Live album by Carly Simon
- Released: August 2, 1988
- Recorded: June 9, 1987, live at Gay Head, Martha's Vineyard
- Genre: Rock
- Length: 45:04
- Label: Arista
- Producer: Tom "T-Bone" Wolk & Carly Simon

Carly Simon chronology
| Coming Around Again (1987) | Greatest Hits Live (1988) | Working Girl (Original Soundtrack Album) (1989) |

= Greatest Hits Live (Carly Simon album) =

Greatest Hits Live is the first live album and second greatest hits album by American singer-songwriter Carly Simon, released by Arista Records, on August 2, 1988.

Recorded on 35MM film for a HBO special shot on Martha's Vineyard originally titled Carly Simon – Coming Around Again, it was broadcast in June 1987 and later released on home video as Live From Martha's Vineyard. The album version runs in a different track order than the video version, and three tracks from the video version are removed: "Give Me All Night", "You Have To Hurt", and "The Stuff That Dreams Are Made Of". The track "The Right Thing to Do", cut from the final televised cut of the concert, is included on the album. It would later be included on both DVD releases of the concert as a bonus feature.

==Release and reception==

Greatest Hits Live was released on Vinyl, Cassette tape, and Compact disc. The album sold steadily, going Gold within two years, and it was officially certified Platinum by the Recording Industry Association of America (RIAA) in 1996 for sales of one million copies in the United States alone.
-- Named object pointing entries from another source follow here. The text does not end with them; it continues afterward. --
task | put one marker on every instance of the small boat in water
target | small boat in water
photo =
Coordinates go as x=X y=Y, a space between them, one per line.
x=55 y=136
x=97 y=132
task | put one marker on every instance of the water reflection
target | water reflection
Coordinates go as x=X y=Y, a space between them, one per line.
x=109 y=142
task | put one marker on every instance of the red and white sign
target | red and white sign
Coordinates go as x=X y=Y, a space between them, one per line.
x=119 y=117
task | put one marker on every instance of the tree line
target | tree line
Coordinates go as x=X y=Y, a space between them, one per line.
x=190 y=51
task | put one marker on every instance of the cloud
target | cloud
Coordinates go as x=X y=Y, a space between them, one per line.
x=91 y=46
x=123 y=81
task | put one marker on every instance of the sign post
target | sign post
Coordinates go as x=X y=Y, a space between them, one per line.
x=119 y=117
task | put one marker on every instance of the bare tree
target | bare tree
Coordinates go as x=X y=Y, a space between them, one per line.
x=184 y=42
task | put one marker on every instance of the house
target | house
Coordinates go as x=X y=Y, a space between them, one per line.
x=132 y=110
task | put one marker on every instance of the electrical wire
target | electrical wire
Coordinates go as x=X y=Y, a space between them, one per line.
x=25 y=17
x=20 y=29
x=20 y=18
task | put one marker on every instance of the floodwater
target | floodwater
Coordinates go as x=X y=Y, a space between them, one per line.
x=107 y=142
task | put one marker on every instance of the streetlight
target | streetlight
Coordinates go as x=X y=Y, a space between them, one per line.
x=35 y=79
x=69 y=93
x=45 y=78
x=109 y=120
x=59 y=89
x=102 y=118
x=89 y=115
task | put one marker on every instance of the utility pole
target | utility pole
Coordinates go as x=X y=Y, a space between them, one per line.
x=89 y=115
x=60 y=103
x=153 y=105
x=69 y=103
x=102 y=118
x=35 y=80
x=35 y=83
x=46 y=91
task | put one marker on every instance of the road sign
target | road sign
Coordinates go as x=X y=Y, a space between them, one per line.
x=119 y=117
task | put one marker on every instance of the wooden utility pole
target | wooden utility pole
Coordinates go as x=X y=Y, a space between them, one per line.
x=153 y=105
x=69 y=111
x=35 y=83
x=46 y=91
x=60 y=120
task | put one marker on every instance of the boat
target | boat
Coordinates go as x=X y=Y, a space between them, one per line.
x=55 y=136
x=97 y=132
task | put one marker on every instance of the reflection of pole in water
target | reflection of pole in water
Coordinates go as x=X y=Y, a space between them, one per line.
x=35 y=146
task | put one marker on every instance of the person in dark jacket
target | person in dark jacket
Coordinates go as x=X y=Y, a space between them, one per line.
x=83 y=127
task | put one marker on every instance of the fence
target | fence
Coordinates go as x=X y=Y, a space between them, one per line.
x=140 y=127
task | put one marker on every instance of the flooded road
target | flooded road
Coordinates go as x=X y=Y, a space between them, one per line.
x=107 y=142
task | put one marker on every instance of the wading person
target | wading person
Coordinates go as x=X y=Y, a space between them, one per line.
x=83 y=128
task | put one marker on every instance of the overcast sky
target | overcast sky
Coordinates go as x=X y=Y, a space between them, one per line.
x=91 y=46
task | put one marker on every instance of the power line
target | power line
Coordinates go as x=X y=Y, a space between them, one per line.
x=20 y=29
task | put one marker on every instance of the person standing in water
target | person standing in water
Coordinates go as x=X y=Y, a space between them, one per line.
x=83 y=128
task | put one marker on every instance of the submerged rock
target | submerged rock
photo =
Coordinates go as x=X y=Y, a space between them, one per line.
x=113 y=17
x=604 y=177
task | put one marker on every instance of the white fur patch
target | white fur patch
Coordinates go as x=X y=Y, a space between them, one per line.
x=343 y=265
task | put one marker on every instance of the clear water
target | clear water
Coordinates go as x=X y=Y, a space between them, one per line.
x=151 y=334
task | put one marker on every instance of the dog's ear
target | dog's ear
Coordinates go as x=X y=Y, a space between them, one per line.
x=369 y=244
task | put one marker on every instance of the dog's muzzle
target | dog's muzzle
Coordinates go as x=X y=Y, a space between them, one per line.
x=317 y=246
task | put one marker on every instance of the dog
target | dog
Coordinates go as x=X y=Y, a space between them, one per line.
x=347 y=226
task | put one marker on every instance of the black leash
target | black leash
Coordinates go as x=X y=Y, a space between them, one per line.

It was also certified Gold by both Music Canada on March 29, 1990, and the British Phonographic Industry (BPI) on July 12, 2019.

AllMusic rated the album 4 out of 5 stars, and commended the material as "well performed".

Professional ratings
Review scores
| Source | Rating |
| AllMusic | Star |

==Track listing==
Credits adapted from the album's liner notes.

| No. | Title | Writer(s) | Length |
|---|---|---|---|
| 1. | "Nobody Does It Better" | Marvin Hamlisch; Carole Bayer Sager; | 3:43 |
| 2. | "You're So Vain" | Carly Simon | 4:44 |
| 3. | "It Happens Everyday" | Simon | 2:38 |
| 4. | "Anticipation" | Simon | 3:17 |
| 5. | "The Right Thing to Do" | Simon | 2:48 |
| 6. | "Do the Walls Come Down" | Simon; Paul Samwell-Smith; | 4:05 |
| 7. | "You Belong To Me" | Simon; Michael McDonald; | 3:35 |
| 8. | "Two Hot Girls (On A Hot Summer Night)" | Simon | 5:12 |
| 9. | "All I Want Is You" | Simon; Jacob Brackman; Andy Goldmark; | 3:55 |
| 10. | "Coming Around Again/Itsy Bitsy Spider" | Simon | 7:01 |
| 11. | "Never Been Gone" | Simon; Brackman; | 3:38 |
| Total length: |  |  | 45:04 |

==Credits==
=== Musicians ===

- Carly Simon – vocals
- T-Bone Wolk – bass guitar, piano, accordion, arranger, director
- Michael Brecker – EWI, saxophone
- Hugh McCracken – guitar
- Jimmy Ryan – guitar, background vocals
- Robbie Kondor – piano, synthesizers
- Robbie Kilgore – percussion, synthesizers
- Rick Marotta – drums, electronic drums, percussion
- Lani Groves, Frank Simms, Alexandra Taylor, Ben Taylor, Isaac Taylor, Sally Taylor, Aquinnah Witham, Elizabeth Witham, Kvitka Cisyk – background vocals

===Production===

- Carly Simon, T-Bone Wolk – producer
- Mike Scott – engineer
- Chris Lord-Alge – mixing
- David Hewitt – remote recording engineer, Record Plant Black Truck
- Bob Gothard – photography
- Peter Hefter, Tim Leitner – audio engineers
- Gary "Gizmo" Grim, James Hellman, Mel Papaterpos – stage technicians
- Dave Brubaker – design
- Phil Gitomer, Fritz Lange, J.B. Mattioti – remote recording

==Charts==

| Chart (1988) | Peak position |
|---|---|
| UK Albums (OCC) | 49 |
| US Billboard 200 | 87 |
| US Cash Box Top 200 Albums | 85 |

==Certifications==

| Region | Certification | Certified units/sales |
| Canada (Music Canada) | Gold | 50,000^{^} |
| United Kingdom (BPI) | Gold | 100,000^{‡} |
| United States (RIAA) | Platinum | 1,000,000^{^} |
^{^} Shipments figures based on certification alone. ^{‡} Sales+streaming figures based on certification alone.